El Gobierno nacional reglamentó la “Ley de Modernización Laboral” y la promulgó a través del Decreto 137/2026 en el Boletín Oficial (BO). La formalización completa el esquema de reforma para el empleo que el oficialismo impulsó en el Congreso de la Nación. Con la norma ya vigente, ¿qué cambios rigen para el trabajador?

Tras varias jornadas de debate en la Cámara de Diputados y en el Senado, el presidente Javier Milei logró avanzar con la reforma laboral, cuya ley se rige con el número 27.802. Esto significó para el oficialismo uno de los principales triunfos legislativos durante el período de sesiones extraordinarias.

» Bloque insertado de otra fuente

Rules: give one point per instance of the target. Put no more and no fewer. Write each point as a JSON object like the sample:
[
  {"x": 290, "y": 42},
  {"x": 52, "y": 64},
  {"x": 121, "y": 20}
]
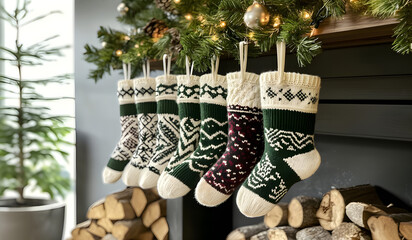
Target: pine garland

La “Ley de Modernización Laboral” introduce cambios en distintos aspectos del régimen de trabajo. La normativa modifica la organización de la jornada, establece nuevas reglas sobre aportes sindicales y patronales, redefine el cálculo de las indemnizaciones y crea mecanismos vinculados a la formalización del empleo, los juicios laborales y el ejercicio del derecho de huelga en determinados servicios.

Remuneración

Entre los cambios más relevantes, la ley habilita que la jornada diaria pueda extenderse hasta 12 horas, siempre que exista un acuerdo escrito entre empleador y trabajador. A su vez, incorpora el denominado “banco de horas”, un sistema que permite compensar horas extras mediante días de descanso en lugar de un pago adicional. En cualquier caso, deberá respetarse un mínimo de 12 horas de pausa entre turnos.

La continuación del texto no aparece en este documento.